Acaban de echar el cierre las jacarandosas casetas de la Feria de Córdoba que en este mayo he conocido por primera vez. Córdoba es una ciudad milagrosa, más discreta que Sevilla y más honda que Granada, celosa de su centro imponente de cal cristiana y arena mora, recorrida por mujeres de una belleza cruel y mitológica. El displicente carácter cordobés obedece, creo yo, a la añeja conciencia de un linaje demasiado glorioso como para necesitar publicidad, blasonado por estoicos de la pluma o del estoque desde Séneca hasta Manolete, por filósofos heterodoxos como el rabino Maimónides y el musulmán Averroes, por poetas como Luis de Góngora o el admirable Ibn Hazm, quien nos legó este impresionante cántico a la libertad individual –les madruga en unos cuantos siglos el ideal emancipatorio, renacentista e ilustrado, a Giordano Bruno y a Juan Jacobo Rousseau– cuando se enteró de la quema pública de sus obras en la taifa de Sevilla:
Dejad de prender fuego a pergaminos y papeles,
y mostrad vuestra ciencia para que se vea quién es el que sabe.

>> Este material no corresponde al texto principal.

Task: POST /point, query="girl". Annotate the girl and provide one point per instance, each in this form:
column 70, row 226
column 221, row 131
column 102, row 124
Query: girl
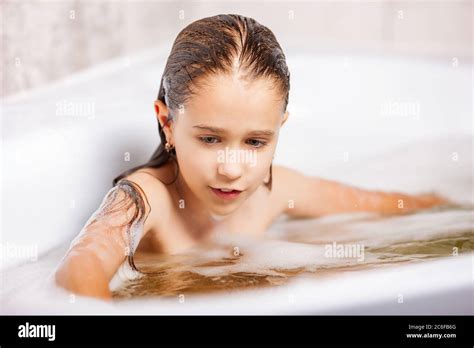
column 221, row 104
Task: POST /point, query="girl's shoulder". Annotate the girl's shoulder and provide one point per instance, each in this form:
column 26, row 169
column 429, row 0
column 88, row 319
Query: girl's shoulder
column 151, row 181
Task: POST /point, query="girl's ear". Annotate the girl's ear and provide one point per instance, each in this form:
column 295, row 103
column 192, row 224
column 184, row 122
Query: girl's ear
column 285, row 117
column 161, row 111
column 162, row 114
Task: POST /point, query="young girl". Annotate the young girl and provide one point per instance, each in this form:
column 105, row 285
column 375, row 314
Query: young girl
column 221, row 104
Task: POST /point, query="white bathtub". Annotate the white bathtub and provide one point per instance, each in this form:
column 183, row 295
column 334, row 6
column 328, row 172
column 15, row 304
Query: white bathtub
column 377, row 122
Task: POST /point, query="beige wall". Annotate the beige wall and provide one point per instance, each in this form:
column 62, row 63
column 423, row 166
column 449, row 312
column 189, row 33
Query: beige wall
column 45, row 41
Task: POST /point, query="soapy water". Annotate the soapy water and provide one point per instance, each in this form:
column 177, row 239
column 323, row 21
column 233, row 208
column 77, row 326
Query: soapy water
column 318, row 248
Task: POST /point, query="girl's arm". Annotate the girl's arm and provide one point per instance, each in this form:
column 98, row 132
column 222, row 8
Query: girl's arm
column 107, row 238
column 306, row 196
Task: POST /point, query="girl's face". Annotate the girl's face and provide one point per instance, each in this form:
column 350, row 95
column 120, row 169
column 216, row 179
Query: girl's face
column 225, row 138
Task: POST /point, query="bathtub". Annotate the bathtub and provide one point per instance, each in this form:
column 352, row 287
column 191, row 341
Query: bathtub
column 378, row 122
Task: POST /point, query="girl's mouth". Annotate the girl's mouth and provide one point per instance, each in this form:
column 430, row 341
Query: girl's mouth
column 226, row 194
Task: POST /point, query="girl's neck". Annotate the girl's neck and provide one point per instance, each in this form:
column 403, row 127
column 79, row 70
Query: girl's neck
column 192, row 210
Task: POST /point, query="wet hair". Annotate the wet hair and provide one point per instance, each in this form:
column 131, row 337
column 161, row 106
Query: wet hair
column 214, row 45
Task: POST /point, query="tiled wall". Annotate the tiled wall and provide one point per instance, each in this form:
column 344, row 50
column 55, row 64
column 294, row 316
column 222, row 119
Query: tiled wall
column 43, row 41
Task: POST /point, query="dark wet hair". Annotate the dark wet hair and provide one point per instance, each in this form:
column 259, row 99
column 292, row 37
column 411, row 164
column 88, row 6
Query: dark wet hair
column 210, row 46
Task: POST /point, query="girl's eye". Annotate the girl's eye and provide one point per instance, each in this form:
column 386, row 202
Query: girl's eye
column 208, row 140
column 256, row 143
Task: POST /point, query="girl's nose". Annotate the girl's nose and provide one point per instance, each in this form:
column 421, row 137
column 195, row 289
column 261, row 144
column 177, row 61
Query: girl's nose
column 230, row 170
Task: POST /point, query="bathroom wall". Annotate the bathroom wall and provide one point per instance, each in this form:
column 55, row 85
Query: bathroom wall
column 43, row 41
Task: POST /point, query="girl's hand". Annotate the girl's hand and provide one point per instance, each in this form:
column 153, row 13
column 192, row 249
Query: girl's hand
column 303, row 196
column 407, row 203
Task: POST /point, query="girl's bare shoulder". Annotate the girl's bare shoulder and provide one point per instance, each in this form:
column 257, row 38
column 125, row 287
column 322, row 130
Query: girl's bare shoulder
column 157, row 195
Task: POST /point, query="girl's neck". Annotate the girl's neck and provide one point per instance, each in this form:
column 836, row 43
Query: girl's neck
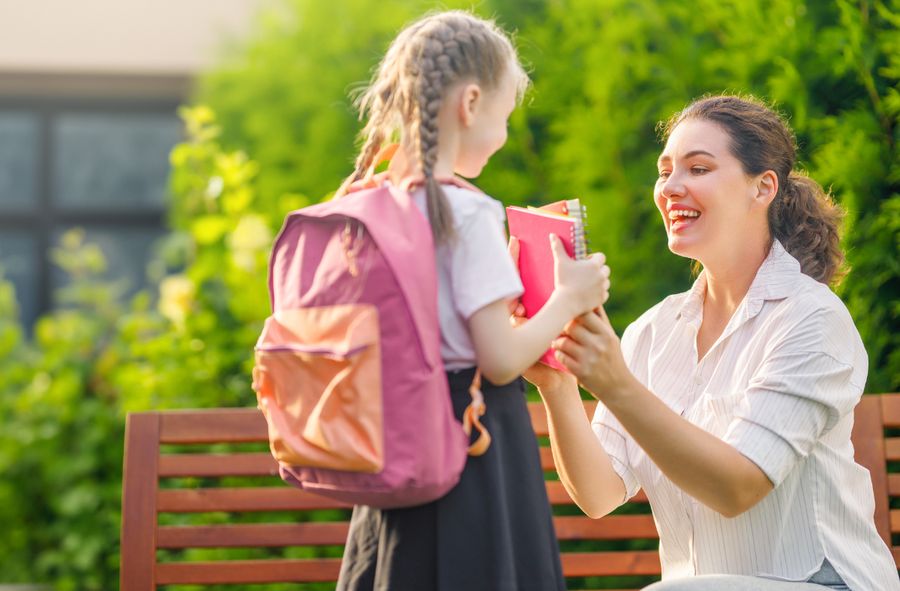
column 405, row 163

Y es que aunque queméis el papel,
nunca quemaréis lo que contiene,
puesto que en mi interior lo llevo,
viaja siempre conmigo cuando cabalgo,
conmigo duerme cuando descanso
y en mi tumba será enterrado luego.
Corría el siglo XI, y Córdoba perdía la capitalidad económica, cultural y política del mundo conocido al compás de la decadencia de la dinastía omeya y la quiebra correlativa del califato, que se disgregó en taifas autónomas y vulnerables para alborozo de los reconquistadores cristianos. Ibn Hazm era hijo de un ministro de Almanzor, había llegado a visir y no quiso o no pudo adaptarse a los nuevos tiempos, que es lo que haría cualquier tertuliano avisado de nuestros días con el cambio de color de una legislatura. Su defensa del legitimismo omeya, apellido que había patrocinado durante el esplendoroso siglo X una edad pocas veces igualada de refinamiento cultural, le acarreó el dictamen de heterodoxia primero y la orden de destierro después, como suele pasar siempre que adviene un revolucionario resentido a arrellanarse en el cojín de tus padres, tipo miliciano del 36 en el Barrio de Salamanca. Cuando Ibn Hazm comprendió que de obstinarse en la política acabaría entregando el cuello al alfanje, decidió torcer por la filosofía, el derecho y la poesía amatoria, para enhorabuena de la Filología: confeccionó El collar de la paloma, híbrido de tratado filosófico sobre el amor, memorias y antología lírica que forma una de las cumbres más incontestables de la literatura medieval. En ella vemos compilado el saber humano disponible en la aristotélica Córdoba de su tiempo, que no es la Córdoba de las Tres Culturas ni falta que le hace, porque la cultura nunca es una ósmosis colectiva ni homogénea: no existe algo así como Cultura Uno saludando por el zoco a Cultura Dos; existen los individuos cultos cultivándose unos a otros. Hazm lo era y por cierto que pagó el precio.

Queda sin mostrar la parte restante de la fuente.